The background is that Josie's mother left her husband and moved to another state, where her mother was soon engrossed in a frantic hunt to escape loneliness. She forgot about Josie, alone and isolated and lonely in a new town with no friends, and with the healthy curiosity of a young girl. A 25-year-old divinity student slips into her life and offers the attention to fill her loneliness, yet he has his own bitter demons.

It is a story of sadism and domination, with Josie falling completely under the spell of the 25-year-old Jared. He strips all of her clothes off, inflicts cuts on her breasts, dominates and degrades her with taunts of "filthy little -- filthy, filth -- girl," ties her down with cloth strips to dominate her and leaves her "in terror, animal terror, beads of sweat breaking out like flame on your body."

She accepts such pain because Josie wants, "Love. Love. Love Jared, don't hurt me." Everyone wants to be wanted, and if this is the only "wanting" that Josie can find, she'll take it. Her mother is emotionally absent, she's bullied at her new school, and that is why Josie turns to any substitute who gives her the attention she craves.

Her mother finally defines the problem as her own inability to love anyone, ". . . . . . . I've been so unhappy, I've been so undefined. Every man I've ever wanted, when I have him I cease to want him -- it's a curse." Some people are like that. Give them love, and their own sense of inadequacy drives them to hurt others who offer the most.

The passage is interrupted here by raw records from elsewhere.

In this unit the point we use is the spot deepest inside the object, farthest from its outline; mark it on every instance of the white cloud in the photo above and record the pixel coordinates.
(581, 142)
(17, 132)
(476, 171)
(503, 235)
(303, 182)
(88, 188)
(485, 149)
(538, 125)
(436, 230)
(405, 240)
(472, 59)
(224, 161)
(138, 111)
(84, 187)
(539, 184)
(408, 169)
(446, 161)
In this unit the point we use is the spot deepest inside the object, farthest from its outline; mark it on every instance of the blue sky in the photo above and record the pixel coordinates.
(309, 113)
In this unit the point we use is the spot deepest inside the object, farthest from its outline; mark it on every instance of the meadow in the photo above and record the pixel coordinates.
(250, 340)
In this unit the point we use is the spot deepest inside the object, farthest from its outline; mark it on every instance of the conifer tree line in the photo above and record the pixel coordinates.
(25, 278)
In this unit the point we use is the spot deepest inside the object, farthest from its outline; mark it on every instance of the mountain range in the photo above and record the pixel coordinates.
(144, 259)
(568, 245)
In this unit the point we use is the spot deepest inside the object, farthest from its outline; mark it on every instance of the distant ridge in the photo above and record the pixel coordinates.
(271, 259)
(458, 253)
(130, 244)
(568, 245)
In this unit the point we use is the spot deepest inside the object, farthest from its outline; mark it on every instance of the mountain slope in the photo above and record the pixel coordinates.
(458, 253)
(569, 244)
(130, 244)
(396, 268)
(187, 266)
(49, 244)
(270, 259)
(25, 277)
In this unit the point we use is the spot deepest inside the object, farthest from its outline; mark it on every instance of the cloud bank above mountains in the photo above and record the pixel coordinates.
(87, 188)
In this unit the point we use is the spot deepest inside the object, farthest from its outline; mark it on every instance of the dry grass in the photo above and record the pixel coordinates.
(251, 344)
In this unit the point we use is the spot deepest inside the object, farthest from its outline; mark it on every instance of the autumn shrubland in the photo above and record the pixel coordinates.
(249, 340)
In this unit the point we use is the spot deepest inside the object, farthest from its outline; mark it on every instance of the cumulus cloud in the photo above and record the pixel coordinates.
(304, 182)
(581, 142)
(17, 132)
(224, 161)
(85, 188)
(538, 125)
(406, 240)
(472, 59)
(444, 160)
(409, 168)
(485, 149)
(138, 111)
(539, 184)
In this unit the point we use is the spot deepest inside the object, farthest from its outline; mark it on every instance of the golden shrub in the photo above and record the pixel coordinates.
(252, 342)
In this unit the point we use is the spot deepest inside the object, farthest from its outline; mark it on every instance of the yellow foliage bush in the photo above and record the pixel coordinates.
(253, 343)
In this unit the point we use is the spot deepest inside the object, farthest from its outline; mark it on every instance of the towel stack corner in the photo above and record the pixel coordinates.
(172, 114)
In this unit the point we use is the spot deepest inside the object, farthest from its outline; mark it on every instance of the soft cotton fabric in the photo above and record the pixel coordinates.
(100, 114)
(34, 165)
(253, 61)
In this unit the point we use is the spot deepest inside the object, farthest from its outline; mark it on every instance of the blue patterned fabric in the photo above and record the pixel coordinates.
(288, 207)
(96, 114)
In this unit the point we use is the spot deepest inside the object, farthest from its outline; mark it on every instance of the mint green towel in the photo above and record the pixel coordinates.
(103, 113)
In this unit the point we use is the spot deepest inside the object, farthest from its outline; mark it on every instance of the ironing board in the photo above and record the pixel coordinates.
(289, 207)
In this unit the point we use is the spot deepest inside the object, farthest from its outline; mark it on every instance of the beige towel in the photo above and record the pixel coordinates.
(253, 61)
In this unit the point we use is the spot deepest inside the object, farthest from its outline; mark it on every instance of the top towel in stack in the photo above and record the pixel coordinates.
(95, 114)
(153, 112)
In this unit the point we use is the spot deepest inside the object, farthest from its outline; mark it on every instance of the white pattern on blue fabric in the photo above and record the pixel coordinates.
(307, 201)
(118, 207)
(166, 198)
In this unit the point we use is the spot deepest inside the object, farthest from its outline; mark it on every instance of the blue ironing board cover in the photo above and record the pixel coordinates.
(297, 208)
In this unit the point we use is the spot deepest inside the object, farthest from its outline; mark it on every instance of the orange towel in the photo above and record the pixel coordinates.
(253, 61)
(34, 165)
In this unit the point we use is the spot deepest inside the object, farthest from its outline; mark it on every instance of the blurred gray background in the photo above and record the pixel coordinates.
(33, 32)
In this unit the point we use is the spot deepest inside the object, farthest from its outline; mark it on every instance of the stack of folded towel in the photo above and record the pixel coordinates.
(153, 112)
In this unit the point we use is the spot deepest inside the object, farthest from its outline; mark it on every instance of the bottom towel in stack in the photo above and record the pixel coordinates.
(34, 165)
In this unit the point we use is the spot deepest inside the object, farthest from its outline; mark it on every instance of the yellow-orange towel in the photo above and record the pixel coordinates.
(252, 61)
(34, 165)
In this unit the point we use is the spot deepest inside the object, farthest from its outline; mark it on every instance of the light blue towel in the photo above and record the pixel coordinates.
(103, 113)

Oates presents the story as a snapshot of life; no moral judgments, no great lessons, no redemption. It's simply a slice of life. Most stories have a "plot," but we don't think of finely crafted photographs as having "a plot." It's often said a picture is worth a thousand words; in this case, Oates turns a few thousand words in a powerful picture.

If you want answers for the cruelties of life, it's not here. If you enjoy a superb portrait of a gripping slice of life, this is a wonderful book.